O traço continua bom (mas lugar de traço solitário é na galeria de arte), mas apesar dele colaborar com quase todos os cadernos da "Folha", a graça vai lentamente sumindo de todos eles: já desapareceu das tiras faz muito tempo, do "Suriá" do caderno infantil, recentemente evaporou da parte de televisão da Ilustrada de domingo, e daqui a pouco some do último refúgio - o caderno de Informática.
O mais depressivo é que um dia ele já foi bom - muito bom.
Última lição do Sheik:
Laerte: Hoje você é como uma tempestade de areia no deserto. Vista à distância, um espetáculo magnífico.
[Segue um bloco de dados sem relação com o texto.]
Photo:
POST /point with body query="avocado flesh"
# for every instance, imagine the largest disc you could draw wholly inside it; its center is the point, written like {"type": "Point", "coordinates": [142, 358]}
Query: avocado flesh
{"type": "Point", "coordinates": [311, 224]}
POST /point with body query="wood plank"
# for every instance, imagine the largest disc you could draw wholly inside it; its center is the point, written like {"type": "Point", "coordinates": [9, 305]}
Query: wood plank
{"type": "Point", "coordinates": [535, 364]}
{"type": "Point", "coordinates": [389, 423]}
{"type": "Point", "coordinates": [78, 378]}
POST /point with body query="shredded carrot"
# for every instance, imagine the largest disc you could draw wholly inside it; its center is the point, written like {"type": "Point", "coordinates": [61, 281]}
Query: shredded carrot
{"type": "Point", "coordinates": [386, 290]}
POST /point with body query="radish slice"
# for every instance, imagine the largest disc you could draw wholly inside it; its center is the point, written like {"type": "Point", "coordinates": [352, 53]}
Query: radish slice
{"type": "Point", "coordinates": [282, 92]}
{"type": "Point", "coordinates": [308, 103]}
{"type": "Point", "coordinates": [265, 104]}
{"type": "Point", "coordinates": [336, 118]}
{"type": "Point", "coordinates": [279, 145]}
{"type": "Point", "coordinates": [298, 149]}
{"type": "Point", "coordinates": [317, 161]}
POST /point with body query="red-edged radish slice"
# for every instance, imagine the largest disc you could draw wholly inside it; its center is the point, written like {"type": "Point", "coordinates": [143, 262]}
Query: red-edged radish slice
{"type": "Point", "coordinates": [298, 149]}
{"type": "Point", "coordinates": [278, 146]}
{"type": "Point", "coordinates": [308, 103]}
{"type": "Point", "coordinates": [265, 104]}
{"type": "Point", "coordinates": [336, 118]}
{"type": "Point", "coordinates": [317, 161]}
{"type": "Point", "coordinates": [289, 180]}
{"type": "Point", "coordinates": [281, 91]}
De perto, só entra areia no seu olho.
JJJJJ - Níquel Náusea - Fernando Gonsales
O Profeta disse uma vez - e mesmo que seja o dos Franj Maomé está disputando o copyright - que os humildes herdarão a Terra. O Gonsales é um desses. A risada nunca falha, e o traço é tosco mas nunca deixa de dar o recado. E é melhor achar inspiração em um bicho por dia - infinitas são as criaturas de Allah - do que inventar moda.
JJJJ - Radicci – Iotti
O Sheik sente uma simpatia especial pelos gaúchos, especialmente depois que descobriu que bombacha pode ter sido herdada dos zuavos. O Radicci tem tudo o que o Sheik gosta: é politicamente incorreto, grosso, bárbaro e selvagem, e caçador como o Micalba. O traço é ótimo, ainda que nem todos possam ver de cara (alguns vão ter que comprar "O Livro Negro do Radicci" para perceber isso). O único senão é que o texto é meio regionalista, e por isso falta o último oásis. Mas gaúchos e muçulmanos são casos à parte, e você tem que conhecer um antes de gostar.